Here’s the most succinct and high information thing I can contribute.
Right now, each of these AI systems you describe, if they are using deep-learning at all, is using a hand-rolled solution.
You may notice that the general problems these AI systems are trying to solve are all in very similar forms to each other. You have some [measurements] → [some desired eventual outcome or desired classification]. You then need to subdivide the problem into separate submodules, and in many problems the submodules are going to be the same as everyone else’s way to solve the problem.
For example, you are going to want to classify and segment the images from a video feed into a state space of [identity, locations]. So does everyone else.
Similarly at a broader level, even if some of your algorithms have a different state space, the form of your algorithm is the same as everyone else.

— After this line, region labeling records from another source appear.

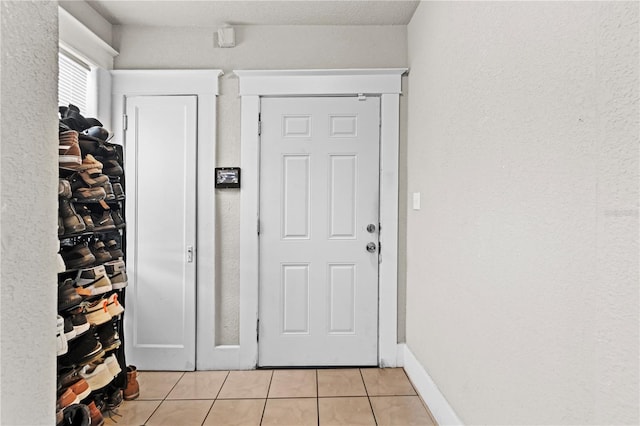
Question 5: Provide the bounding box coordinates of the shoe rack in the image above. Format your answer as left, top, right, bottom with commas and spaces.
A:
56, 105, 137, 425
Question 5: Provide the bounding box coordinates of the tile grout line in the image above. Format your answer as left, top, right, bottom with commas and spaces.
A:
143, 371, 185, 425
200, 371, 229, 426
402, 367, 438, 425
316, 369, 320, 426
358, 368, 378, 426
260, 370, 274, 425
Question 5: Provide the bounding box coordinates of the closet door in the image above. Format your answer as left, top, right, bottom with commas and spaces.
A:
125, 96, 197, 371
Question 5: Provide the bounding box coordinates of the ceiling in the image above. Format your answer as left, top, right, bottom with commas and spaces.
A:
87, 0, 420, 27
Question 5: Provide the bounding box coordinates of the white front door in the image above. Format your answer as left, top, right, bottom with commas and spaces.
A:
258, 97, 380, 366
125, 96, 197, 371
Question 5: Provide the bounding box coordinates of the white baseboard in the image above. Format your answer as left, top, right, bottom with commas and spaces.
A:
398, 343, 463, 426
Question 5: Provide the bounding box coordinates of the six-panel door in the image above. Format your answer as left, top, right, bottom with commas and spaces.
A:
259, 97, 380, 366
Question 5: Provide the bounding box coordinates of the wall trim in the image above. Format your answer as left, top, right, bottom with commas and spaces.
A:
233, 68, 407, 96
233, 68, 407, 369
58, 6, 119, 70
398, 343, 464, 425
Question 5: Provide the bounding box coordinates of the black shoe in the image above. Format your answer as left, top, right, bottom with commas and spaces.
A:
58, 326, 104, 367
76, 204, 95, 232
68, 173, 108, 203
106, 238, 124, 259
60, 242, 96, 269
58, 198, 86, 235
97, 321, 121, 352
111, 209, 125, 229
91, 210, 116, 232
56, 404, 91, 426
58, 104, 91, 132
58, 278, 84, 311
112, 183, 125, 201
102, 181, 116, 201
91, 240, 112, 264
57, 367, 82, 389
102, 160, 124, 177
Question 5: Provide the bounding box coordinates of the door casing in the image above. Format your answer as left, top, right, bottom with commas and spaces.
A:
235, 68, 407, 369
258, 96, 380, 367
110, 69, 228, 370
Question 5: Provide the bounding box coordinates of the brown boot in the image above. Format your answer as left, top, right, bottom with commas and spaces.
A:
87, 401, 104, 426
124, 365, 140, 401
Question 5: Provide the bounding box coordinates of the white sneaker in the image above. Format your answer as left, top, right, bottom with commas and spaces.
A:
75, 265, 113, 296
107, 293, 124, 318
85, 299, 111, 325
104, 354, 122, 377
80, 363, 113, 391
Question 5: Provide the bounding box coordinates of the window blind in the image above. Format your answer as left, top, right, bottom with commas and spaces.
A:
58, 51, 90, 114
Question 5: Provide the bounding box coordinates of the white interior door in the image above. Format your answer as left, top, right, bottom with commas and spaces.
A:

And when you talk about your higher level graph—especially for realtime control—your system architecture is actually going to be identical to everyone else’s realtime system. You have a clock, you have deadlines, you have a directed graph, you have safety requirements. This code in particular is really expensive and difficult to get right—something you want to share with everyone else.

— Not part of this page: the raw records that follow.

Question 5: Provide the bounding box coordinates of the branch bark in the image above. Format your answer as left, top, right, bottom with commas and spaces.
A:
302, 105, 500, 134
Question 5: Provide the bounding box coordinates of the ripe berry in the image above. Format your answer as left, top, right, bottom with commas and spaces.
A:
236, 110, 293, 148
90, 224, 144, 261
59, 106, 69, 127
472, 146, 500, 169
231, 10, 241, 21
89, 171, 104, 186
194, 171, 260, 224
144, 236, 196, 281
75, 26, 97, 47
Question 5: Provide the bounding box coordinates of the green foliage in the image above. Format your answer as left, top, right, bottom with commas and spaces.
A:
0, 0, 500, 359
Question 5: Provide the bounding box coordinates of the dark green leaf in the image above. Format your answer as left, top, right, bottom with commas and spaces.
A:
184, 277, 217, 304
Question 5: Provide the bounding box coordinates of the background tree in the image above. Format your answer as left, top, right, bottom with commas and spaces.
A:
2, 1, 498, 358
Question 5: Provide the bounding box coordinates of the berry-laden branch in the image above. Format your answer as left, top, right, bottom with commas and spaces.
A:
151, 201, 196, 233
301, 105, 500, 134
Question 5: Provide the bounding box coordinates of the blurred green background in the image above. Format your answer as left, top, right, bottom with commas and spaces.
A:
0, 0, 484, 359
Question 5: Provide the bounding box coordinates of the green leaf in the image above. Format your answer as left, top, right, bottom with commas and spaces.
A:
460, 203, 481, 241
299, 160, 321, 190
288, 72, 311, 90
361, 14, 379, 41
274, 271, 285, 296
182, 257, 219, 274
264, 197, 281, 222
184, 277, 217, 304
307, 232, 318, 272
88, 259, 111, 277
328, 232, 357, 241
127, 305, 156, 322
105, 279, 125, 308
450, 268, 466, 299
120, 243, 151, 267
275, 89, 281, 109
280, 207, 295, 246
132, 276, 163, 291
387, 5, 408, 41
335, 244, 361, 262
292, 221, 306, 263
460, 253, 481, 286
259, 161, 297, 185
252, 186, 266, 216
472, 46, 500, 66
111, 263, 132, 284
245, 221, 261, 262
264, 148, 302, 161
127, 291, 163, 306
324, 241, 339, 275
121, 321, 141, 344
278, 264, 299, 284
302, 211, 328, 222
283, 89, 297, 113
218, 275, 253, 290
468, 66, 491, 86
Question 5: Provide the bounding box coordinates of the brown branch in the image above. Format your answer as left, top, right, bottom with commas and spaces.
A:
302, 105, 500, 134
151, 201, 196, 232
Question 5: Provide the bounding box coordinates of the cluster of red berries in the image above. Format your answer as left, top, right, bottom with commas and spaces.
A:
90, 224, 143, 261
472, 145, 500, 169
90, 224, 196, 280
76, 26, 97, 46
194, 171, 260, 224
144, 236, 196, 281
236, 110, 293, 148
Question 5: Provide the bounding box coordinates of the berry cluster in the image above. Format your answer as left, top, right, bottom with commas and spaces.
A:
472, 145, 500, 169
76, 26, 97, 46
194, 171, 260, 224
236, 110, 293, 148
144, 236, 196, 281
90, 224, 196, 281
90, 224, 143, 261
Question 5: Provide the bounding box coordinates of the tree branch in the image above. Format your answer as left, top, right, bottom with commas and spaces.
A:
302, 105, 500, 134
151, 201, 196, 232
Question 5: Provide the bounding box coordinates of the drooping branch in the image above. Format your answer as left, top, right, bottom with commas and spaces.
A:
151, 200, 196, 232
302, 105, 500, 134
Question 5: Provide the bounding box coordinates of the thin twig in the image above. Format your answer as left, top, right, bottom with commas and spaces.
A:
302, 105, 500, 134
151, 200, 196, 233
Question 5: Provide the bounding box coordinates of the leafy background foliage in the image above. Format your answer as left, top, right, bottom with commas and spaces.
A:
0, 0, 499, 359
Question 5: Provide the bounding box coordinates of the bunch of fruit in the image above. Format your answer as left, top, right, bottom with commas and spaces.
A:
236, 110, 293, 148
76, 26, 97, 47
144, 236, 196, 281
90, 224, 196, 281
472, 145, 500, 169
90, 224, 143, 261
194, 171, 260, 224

So the next major step forward is platforming. There will be some convergence to a few common platforms (and probably a round of platform wars than ultimately end up with 1-3 winners like every other format and tech war in the past). The platforms will handle:
a. Training and development of common components
b. Payment and cross-licensing agreements
c. Model selection and design
d. Compiling models to target-specific bytecode
e. Systems code for realtime system graphs
f. RTOS, driver components for realtime systems
g. (c&d) will have to be shared in common across a variety of neural network compute platforms. There’s about 100 of them now, Google’s “TPUs” are one of the earlier ones.
h. Probably housekeeping like DRM, updates, etc will end up getting platformed as well.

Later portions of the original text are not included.